Israel defeated Sihon completely. Every town. The whole territory from the Arnon to the Jabbok. It was the first land they actually took, the first time they fought and won and possessed.
Then came Og.
Og, king of Bashan, was the stuff of legend. The text notes that his bed was made of iron, over thirteen feet long and six feet wide (Deut 3:11). He was one of the last of the Rephaites, the giant peoples. If anyone in that generation still carried the fear that froze their parents at Kadesh, the giants their parents had dreaded, Og was the embodiment of it.
And God said the same thing he always says to fear: “Do not be afraid of him, for I have delivered him into your hands, along with his whole army and his land. Do you to him what you did to Sihon” (Deut 3:2).
Do not be afraid. The exact words the previous generation couldn’t believe. But this generation did. They went up against the giant king with the iron bed, and they won. Sixty fortified cities fell. The whole region of Bashan came into Israel’s hands.
Here’s what’s worth noticing. Forty years earlier, ten spies looked at the giants and said, “We can’t.” Now Israel faced an actual giant king, and they did. Same enemy type. Different outcome. The difference wasn’t the size of the giants. It was whether the people believed God when he said do not be afraid.
The giants didn’t shrink. The people grew. Faith doesn’t make the obstacle smaller; it makes you willing to face it because you trust who’s fighting with you.
These two victories, Sihon and Og, became Israel’s reference points for generations. The psalms sing about them. “To him who struck down great kings... Sihon king of the Amorites... and Og king of Bashan... His love endures forever” (Ps 136:17-20). They became shorthand for what God can do when his people finally stop being afraid.

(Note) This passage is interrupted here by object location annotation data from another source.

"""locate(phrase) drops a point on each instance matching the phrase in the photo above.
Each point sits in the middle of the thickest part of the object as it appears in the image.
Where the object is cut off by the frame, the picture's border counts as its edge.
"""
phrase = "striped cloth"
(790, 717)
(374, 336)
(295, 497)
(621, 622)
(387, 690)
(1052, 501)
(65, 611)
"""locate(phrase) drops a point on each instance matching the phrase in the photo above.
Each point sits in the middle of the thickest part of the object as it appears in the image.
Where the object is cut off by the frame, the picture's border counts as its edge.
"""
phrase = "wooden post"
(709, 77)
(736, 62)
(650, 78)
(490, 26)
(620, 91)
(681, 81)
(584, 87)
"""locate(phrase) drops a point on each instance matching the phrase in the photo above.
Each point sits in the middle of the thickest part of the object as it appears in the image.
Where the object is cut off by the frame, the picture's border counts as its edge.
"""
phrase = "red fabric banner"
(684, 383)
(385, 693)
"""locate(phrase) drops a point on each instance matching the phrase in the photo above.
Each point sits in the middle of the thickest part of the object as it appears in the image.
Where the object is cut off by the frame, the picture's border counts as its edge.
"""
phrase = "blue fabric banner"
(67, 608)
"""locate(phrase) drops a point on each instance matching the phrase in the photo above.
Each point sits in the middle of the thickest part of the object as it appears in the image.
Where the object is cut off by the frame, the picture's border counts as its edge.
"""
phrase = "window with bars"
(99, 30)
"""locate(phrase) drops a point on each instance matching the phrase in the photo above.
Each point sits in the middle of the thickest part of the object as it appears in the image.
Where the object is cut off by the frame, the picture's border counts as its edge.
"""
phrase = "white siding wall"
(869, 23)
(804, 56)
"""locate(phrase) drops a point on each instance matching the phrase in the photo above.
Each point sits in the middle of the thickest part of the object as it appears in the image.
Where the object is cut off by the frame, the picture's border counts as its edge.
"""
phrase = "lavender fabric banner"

The land east of the Jordan, the territory Reuben, Gad, and half of Manasseh would settle, was won in these battles. The first inheritance. The proof that the promise was real and the conquest was possible.
The giants their parents feared, this generation defeated.
The same God was with both.
Only one generation believed him.
Believe him.


The giants didn’t shrink. The people grew. Faith doesn’t make the obstacle smaller; it makes you willing to face it because you trust who’s fighting with you.